Database Backup and Disaster Recovery¶
Postgres¶
Automated backups¶
# Daily backup via cron (add to crontab)
0 2 * * * pg_dump -Fc -h localhost -U dbadmin kohakku-controller > /backups/controller-$(date +\%Y\%m\%d).dump
0 2 * * * pg_dump -Fc -h localhost -U postgres kohakku-dispatcher > /backups/dispatcher-$(date +\%Y\%m\%d).dump
Point-in-time recovery¶
For managed databases (RDS, Cloud SQL), enable automated backups with: - Retention: 7-30 days - Backup window: during low-traffic hours - Enable WAL archiving for PITR
Manual backup and restore¶
# Backup
pg_dump -Fc -h $POSTGRES_HOST -U $POSTGRES_USER $POSTGRES_DB > backup.dump
# Restore
pg_restore -h $POSTGRES_HOST -U $POSTGRES_USER -d $POSTGRES_DB --clean backup.dump
# Restore specific tables
pg_restore -h $POSTGRES_HOST -U $POSTGRES_USER -d $POSTGRES_DB -t tasks_task backup.dump
Redis¶
Persistence configuration (docker-compose)¶
Redis is configured with AOF persistence:
Backup¶
# Trigger RDB snapshot
redis-cli BGSAVE
# Copy the dump file
cp /data/dump.rdb /backups/redis-$(date +%Y%m%d).rdb
Recovery¶
Redis data is reconstructible from Postgres — task state, queue depth, and progress data can be rebuilt. Redis loss is an operational inconvenience, not a data loss event. Running tasks will need to be re-registered by the monitor on restart.
MinIO / Object Storage¶
Backup briefs and skills¶
# Mirror to S3 (or another MinIO instance)
mc mirror local/kohakku s3/kohakku-backup
# Mirror specific prefixes
mc mirror local/kohakku/briefs s3/kohakku-backup/briefs
mc mirror local/kohakku/skills s3/kohakku-backup/skills
Recovery¶
For production: use S3 with versioning and cross-region replication instead of MinIO.
Disaster Recovery Procedures¶
Total database loss¶
- Restore Postgres from latest backup
- Restart Controller and Dispatcher — they reconnect automatically
- Redis will be rebuilt by the monitor (re-registers active containers)
- Running agent containers continue — they check back on their own schedule
Redis loss¶
- Restart Redis — it recovers from AOF/RDB
- If AOF is corrupted: start with empty Redis
- The monitor will re-register active containers from Postgres
- Queue depth resets — pending tasks in Postgres can be re-dispatched
MinIO / S3 loss¶
- Restore from backup mirror
- Briefs for completed tasks are not needed (results already recorded)
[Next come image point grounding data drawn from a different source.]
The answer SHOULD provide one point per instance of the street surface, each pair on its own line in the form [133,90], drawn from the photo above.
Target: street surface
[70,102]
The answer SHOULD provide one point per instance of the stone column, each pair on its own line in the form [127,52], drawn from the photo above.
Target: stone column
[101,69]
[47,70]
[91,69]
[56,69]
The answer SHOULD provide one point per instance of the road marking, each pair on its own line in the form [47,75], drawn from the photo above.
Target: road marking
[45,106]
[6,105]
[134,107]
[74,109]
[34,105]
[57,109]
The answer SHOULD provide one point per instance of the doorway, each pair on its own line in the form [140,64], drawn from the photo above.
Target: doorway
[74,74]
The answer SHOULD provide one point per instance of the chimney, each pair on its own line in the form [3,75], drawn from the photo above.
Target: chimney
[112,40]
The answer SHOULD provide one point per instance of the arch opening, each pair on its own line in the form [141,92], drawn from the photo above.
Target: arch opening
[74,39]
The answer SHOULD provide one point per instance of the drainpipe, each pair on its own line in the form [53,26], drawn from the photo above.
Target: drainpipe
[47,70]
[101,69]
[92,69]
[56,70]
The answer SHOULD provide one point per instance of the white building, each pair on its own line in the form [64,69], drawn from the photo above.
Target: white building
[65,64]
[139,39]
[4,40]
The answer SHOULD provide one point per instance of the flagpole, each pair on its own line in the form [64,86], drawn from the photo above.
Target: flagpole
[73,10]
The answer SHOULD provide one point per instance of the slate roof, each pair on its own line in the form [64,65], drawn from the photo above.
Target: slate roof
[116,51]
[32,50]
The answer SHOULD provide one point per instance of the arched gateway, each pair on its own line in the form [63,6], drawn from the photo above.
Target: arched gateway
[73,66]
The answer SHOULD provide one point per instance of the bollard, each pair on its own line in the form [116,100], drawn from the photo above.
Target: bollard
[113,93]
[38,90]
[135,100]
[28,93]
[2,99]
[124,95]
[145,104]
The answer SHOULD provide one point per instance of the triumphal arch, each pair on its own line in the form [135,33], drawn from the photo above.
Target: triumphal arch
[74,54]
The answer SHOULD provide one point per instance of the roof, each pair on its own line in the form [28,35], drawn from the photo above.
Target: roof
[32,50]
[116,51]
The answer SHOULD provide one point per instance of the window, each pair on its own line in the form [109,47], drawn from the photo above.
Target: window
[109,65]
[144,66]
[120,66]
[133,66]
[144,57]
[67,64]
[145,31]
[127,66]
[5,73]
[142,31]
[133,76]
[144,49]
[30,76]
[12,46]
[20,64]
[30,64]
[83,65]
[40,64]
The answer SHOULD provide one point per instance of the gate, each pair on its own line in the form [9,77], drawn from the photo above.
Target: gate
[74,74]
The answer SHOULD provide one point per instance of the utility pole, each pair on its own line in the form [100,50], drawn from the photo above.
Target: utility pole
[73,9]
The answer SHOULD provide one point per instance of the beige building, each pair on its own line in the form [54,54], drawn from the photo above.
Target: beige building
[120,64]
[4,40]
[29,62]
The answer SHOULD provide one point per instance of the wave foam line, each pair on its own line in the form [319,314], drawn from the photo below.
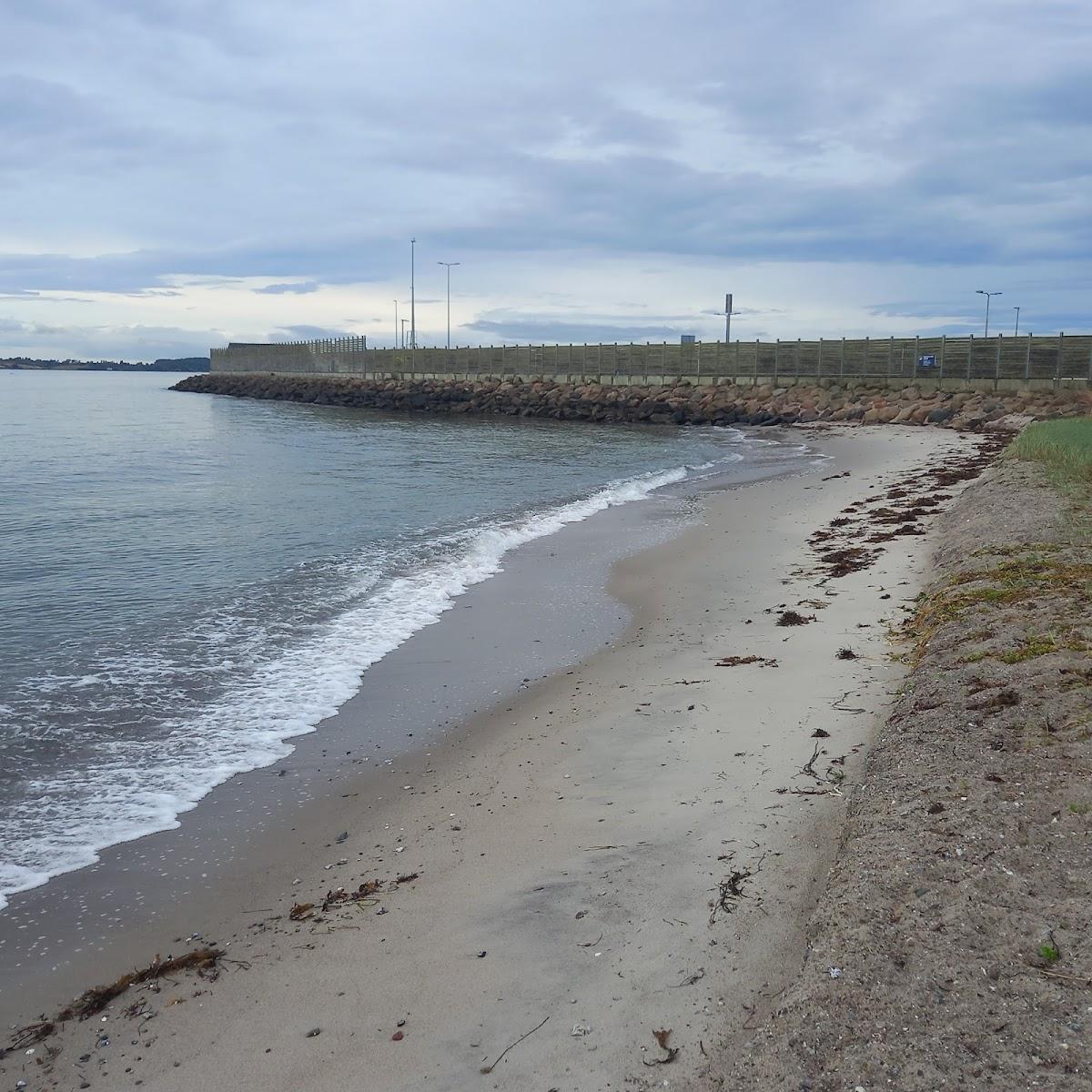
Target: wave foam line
[146,785]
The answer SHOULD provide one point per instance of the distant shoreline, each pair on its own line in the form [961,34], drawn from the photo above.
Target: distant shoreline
[186,364]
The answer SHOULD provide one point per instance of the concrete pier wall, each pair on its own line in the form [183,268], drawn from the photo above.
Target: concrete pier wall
[998,363]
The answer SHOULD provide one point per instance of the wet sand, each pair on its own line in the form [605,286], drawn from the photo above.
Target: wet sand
[577,835]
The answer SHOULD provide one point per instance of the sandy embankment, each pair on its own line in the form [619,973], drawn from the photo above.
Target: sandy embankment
[959,910]
[571,849]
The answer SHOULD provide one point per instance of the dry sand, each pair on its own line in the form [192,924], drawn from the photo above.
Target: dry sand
[571,847]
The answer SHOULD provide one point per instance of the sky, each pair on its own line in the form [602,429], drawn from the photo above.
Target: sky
[178,174]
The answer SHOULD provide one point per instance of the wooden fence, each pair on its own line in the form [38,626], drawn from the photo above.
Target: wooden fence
[975,361]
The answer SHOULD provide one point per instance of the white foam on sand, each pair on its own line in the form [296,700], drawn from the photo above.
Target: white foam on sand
[142,785]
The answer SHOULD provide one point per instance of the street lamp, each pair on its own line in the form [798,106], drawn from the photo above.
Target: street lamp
[449,265]
[413,299]
[982,292]
[727,312]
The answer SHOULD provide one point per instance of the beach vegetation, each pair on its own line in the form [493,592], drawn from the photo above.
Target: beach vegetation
[1064,448]
[1048,950]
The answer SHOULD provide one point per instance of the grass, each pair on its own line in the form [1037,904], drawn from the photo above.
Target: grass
[1048,950]
[1063,447]
[1018,579]
[1064,451]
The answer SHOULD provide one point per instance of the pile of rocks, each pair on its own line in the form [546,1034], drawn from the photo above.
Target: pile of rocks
[682,404]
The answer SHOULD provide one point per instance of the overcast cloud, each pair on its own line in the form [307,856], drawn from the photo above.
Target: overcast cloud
[178,174]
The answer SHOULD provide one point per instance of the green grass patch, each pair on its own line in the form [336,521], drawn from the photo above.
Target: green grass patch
[1018,579]
[1048,950]
[1063,447]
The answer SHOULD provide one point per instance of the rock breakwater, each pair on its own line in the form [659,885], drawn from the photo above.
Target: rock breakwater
[682,404]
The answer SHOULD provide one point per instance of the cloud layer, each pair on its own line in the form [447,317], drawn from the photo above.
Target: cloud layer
[234,170]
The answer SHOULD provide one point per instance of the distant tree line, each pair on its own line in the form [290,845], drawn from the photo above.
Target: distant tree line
[179,364]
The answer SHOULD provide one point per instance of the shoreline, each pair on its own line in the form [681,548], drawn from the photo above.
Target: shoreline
[150,890]
[495,764]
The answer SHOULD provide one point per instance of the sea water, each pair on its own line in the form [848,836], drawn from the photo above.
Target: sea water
[188,582]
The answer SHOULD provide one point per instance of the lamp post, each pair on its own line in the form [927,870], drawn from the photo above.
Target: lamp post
[982,292]
[449,265]
[727,318]
[413,298]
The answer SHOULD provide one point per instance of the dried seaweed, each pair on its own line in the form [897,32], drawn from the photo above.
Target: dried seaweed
[94,1000]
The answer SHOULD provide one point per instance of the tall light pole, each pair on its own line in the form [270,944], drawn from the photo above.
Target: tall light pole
[413,298]
[982,292]
[727,318]
[449,265]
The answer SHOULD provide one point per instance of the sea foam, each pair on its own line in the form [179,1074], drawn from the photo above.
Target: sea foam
[142,786]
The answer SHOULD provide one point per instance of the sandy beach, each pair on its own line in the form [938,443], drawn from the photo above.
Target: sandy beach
[616,853]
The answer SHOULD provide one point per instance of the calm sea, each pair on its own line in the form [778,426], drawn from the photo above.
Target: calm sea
[190,581]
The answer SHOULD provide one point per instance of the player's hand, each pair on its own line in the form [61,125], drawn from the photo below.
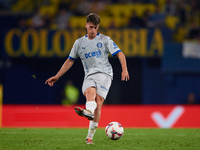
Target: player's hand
[125,76]
[51,81]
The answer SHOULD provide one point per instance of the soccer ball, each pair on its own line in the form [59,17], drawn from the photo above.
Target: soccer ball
[114,130]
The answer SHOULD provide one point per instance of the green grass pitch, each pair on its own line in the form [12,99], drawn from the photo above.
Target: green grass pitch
[74,139]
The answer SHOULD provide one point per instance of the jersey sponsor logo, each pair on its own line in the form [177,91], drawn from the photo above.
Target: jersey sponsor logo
[114,45]
[99,45]
[96,54]
[103,87]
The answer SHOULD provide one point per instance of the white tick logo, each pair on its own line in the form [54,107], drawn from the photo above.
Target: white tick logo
[170,120]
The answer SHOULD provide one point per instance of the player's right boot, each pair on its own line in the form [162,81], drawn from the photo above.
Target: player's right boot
[89,141]
[84,112]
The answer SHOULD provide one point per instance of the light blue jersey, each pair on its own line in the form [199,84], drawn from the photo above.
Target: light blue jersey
[94,54]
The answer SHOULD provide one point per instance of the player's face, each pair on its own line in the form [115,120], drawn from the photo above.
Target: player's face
[91,30]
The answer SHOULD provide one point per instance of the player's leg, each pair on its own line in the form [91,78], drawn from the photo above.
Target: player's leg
[90,95]
[94,123]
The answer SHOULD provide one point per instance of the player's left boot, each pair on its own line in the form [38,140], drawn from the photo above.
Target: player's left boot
[89,141]
[84,112]
[79,110]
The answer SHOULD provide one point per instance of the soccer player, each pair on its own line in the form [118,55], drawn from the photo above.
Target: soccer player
[93,50]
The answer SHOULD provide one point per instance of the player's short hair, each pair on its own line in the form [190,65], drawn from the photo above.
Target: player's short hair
[93,18]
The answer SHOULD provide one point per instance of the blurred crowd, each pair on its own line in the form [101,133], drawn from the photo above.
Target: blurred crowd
[187,13]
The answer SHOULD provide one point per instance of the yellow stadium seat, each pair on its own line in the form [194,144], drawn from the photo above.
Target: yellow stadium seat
[50,10]
[171,21]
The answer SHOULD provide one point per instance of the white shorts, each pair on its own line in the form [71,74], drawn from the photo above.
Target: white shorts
[100,81]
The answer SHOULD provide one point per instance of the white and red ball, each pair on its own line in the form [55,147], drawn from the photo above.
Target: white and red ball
[114,130]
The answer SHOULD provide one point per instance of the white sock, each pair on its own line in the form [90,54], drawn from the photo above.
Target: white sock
[91,106]
[92,129]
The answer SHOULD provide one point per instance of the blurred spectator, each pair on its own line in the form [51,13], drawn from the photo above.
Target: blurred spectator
[181,12]
[169,8]
[62,19]
[71,93]
[157,20]
[37,20]
[97,6]
[191,98]
[194,32]
[65,4]
[135,21]
[22,24]
[83,8]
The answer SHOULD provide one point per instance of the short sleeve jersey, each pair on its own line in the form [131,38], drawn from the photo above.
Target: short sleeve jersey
[94,54]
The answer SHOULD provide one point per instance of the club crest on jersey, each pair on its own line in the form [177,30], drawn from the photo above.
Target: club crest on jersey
[115,46]
[99,45]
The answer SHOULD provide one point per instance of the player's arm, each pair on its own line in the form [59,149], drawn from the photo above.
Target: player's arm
[122,59]
[65,67]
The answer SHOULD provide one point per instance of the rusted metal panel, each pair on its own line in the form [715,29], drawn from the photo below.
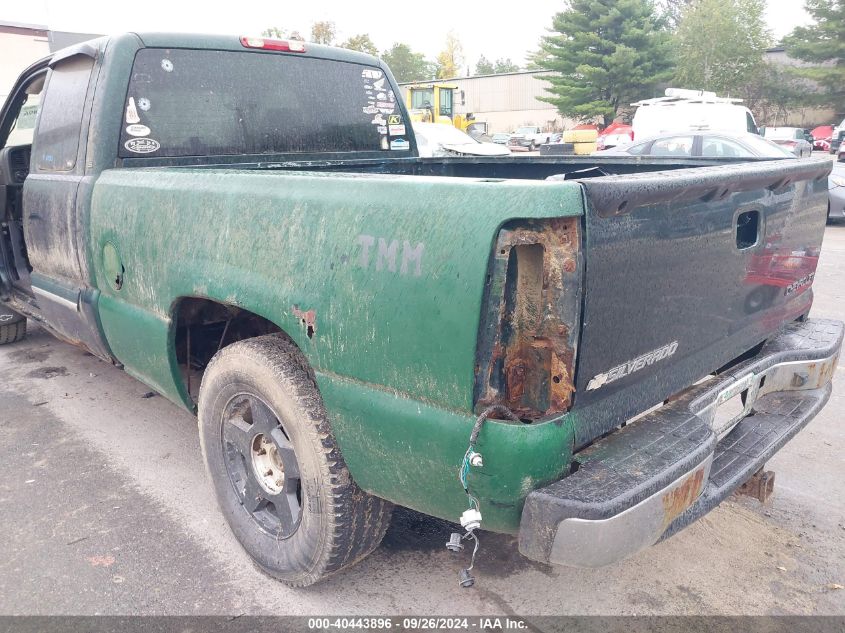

- Skills can be re-uploaded from source
- Running agents that already downloaded their brief are unaffected
Full cluster recovery¶
- Restore Postgres first (source of truth)
- Start Redis (AOF recovery or fresh)
- Start MinIO (restore from backup)
- Start Controller, Dispatcher, Temporal
- Running agents will time out and be cleaned up by the monitor
- Re-dispatch any in-progress tasks that were lost